In Washington state, more acres were burned Monday than were charred in the past 12 fire seasons, Gov. Jay Inslee said, and dry conditions continue to fuel the blazes. In one eastern Washington town, flames destroyed more than 80% of homes and public infrastructure.
"I just can't reiterate," the governor said, "we think almost all of these fires were human-caused, in some dimension. If you can avoid being outside for anything that would even cause a spark, I hope people can avoid those conditions."
"This is a new reality we're living in with a changing climate," he added.

September 9, 2020 11:26 AM

MIT steps into the controversy, and they DO blame bad forest management:

There’s an overwhelming to-do list. But one of the clearest conclusions, as experts have been saying for years, is that California must begin to work with fires, not just fight them. That means reversing a century of US fire suppression policies and relying far more on deliberate, prescribed burns to clear out the vegetation that builds up into giant piles of fuel.

Such practices “don’t prevent wildfires,” says Crystal Kolden, an assistant professor at the University of California, Merced focused on fire and land management. “But it breaks up the landscape, so that when wildfires do occur, they’re much less severe, they’re much smaller, and when they occur around communities, they’re much easier to control.”

Awaiting a spark

The Great Fire of 1910 burned 3 million acres across Idaho, Montana, and surrounding areas, killed nearly 90 people, destroyed several towns, and famously ushered in an era of zero tolerance for fires in the US. It and severe fires that followed prompted the US Forest Service to officially implement the “10 a.m. policy” in 1935, with a goal of containing any fire by that time the morning after it was spotted.

Decades of rushing to stamp out flames that naturally clear out small trees and undergrowth have had disastrous unintended consequences. This approach means that when fires do occur, there’s often far more fuel to burn, and it acts as a ladder, allowing the flames to climb into the crowns and take down otherwise resistant mature trees.


The problem now is the staggering scale of the work to clean this up.

As much as 20 million acres of federal, state, or private land across California needs “fuel reduction treatment to reduce the risk of wildfire,” according to earlier assessments by the California Department of Forestry and Fire Protection and other state agencies. That’s nearly two-thirds of the state’s 33 million acres of forests and trees, and six times the area that has burned so far this year.

This “treatment” can include prescribed burns set under controlled conditions—ideally, spaced out geographically and across the year to prevent overwhelming communities with smoke. It can also mean using saws and machines to cut and thin the forests. Another option is “managed wildfire,” which means monitoring fires but allowing them to burn when they don’t directly endanger people or property.

More than a century of deferred work, however, means it’s hard to get into places that need thinning. It’s also risky to do prescribed burns or allow natural fires to rage, since the fuels are so built up in many places, Westerling says.

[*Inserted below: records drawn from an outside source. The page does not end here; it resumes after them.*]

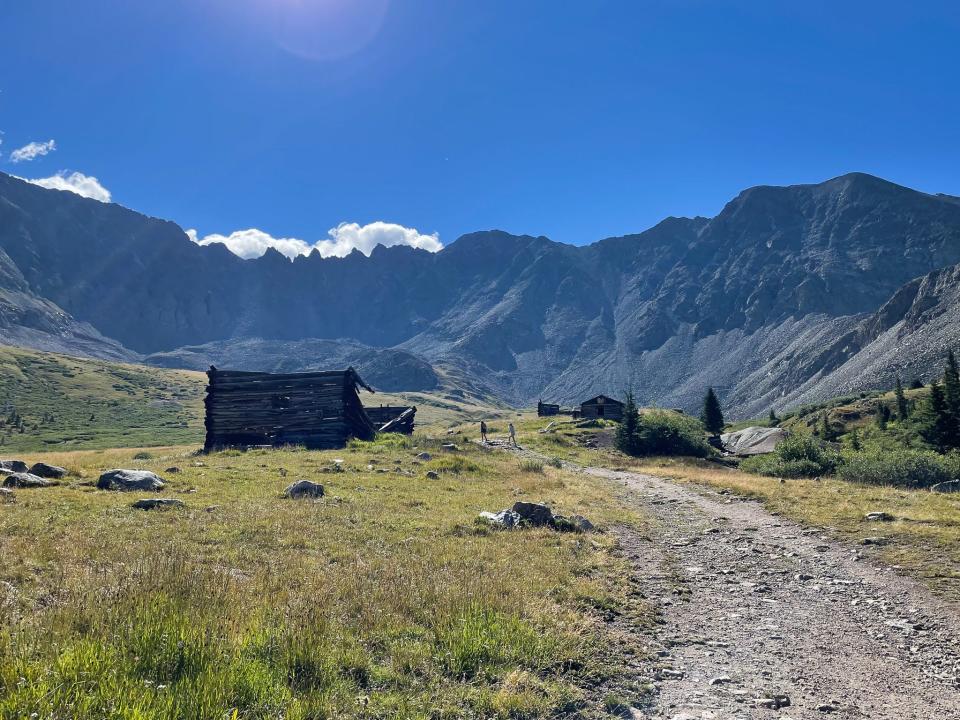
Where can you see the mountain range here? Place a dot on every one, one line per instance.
(789, 295)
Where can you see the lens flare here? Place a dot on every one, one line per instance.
(327, 29)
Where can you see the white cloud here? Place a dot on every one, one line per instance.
(75, 182)
(32, 150)
(341, 240)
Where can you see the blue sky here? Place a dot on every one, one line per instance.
(575, 120)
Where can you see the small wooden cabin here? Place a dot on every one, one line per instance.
(547, 409)
(602, 407)
(399, 418)
(316, 409)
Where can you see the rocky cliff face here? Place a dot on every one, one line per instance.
(766, 301)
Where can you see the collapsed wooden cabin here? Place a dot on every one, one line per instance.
(547, 409)
(602, 407)
(317, 409)
(393, 418)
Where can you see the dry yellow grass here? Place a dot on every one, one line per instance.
(382, 600)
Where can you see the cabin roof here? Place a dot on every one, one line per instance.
(349, 375)
(607, 400)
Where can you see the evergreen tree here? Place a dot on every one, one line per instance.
(935, 423)
(712, 415)
(883, 416)
(903, 407)
(855, 440)
(628, 431)
(951, 394)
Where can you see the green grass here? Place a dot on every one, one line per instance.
(382, 600)
(68, 402)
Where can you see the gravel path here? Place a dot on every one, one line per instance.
(761, 618)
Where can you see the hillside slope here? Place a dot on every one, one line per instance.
(57, 402)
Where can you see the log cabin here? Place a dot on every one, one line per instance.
(318, 410)
(602, 408)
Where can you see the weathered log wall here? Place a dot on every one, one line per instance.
(317, 410)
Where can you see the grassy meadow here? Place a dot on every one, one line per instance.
(384, 599)
(50, 401)
(923, 541)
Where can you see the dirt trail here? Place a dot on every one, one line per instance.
(757, 611)
(762, 618)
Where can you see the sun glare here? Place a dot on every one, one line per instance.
(326, 29)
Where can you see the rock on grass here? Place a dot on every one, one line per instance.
(130, 480)
(303, 489)
(47, 471)
(157, 504)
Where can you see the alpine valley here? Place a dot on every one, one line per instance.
(789, 295)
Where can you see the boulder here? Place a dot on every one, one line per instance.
(47, 471)
(752, 440)
(503, 520)
(949, 486)
(157, 503)
(130, 480)
(581, 523)
(303, 489)
(535, 514)
(26, 480)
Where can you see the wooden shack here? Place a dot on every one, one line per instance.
(547, 409)
(316, 409)
(602, 407)
(393, 418)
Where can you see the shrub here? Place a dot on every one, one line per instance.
(663, 432)
(902, 468)
(797, 456)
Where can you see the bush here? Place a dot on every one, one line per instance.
(662, 432)
(796, 457)
(902, 468)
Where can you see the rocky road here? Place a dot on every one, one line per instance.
(761, 618)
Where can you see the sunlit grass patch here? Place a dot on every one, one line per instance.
(377, 601)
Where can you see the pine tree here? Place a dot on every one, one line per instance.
(712, 415)
(951, 396)
(628, 431)
(935, 423)
(903, 407)
(883, 416)
(826, 431)
(855, 440)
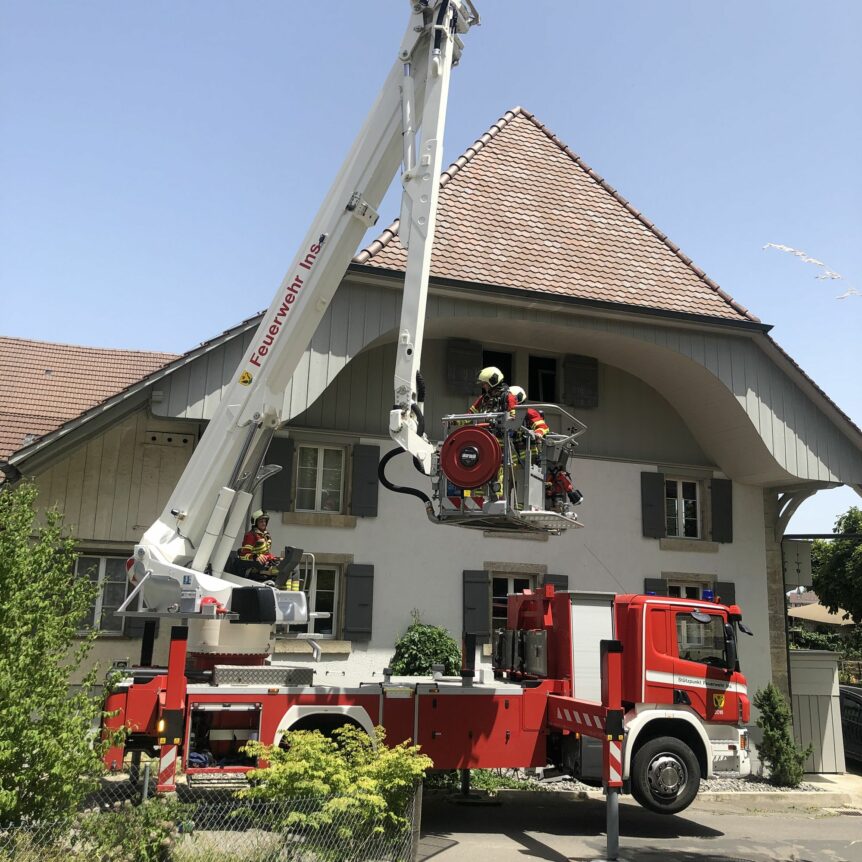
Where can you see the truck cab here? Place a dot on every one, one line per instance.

A 2018 report by the Little Hoover Commission, an independent state oversight agency, recommended cleaning out 1.1 million acres a year. That would still take two decades, and require a lot of workers and money. Prescribed burns on forest and park lands can cost more than $200 per acre, while thinning can easily top $1,000, depending on the terrain. So the total costs could range from hundreds of millions of dollars to well above a billion per year.

Still, that’s a fraction of the costs incurred by out-of-control wildfires. To take just one example, the devastating Wine Country Fires in October 2017 did more than $9 billion worth of damage in a single month. Battling wildfires on US Forest Service land runs more $800 an acre.

And without thinning and burning, the wildfires are only going to get worse.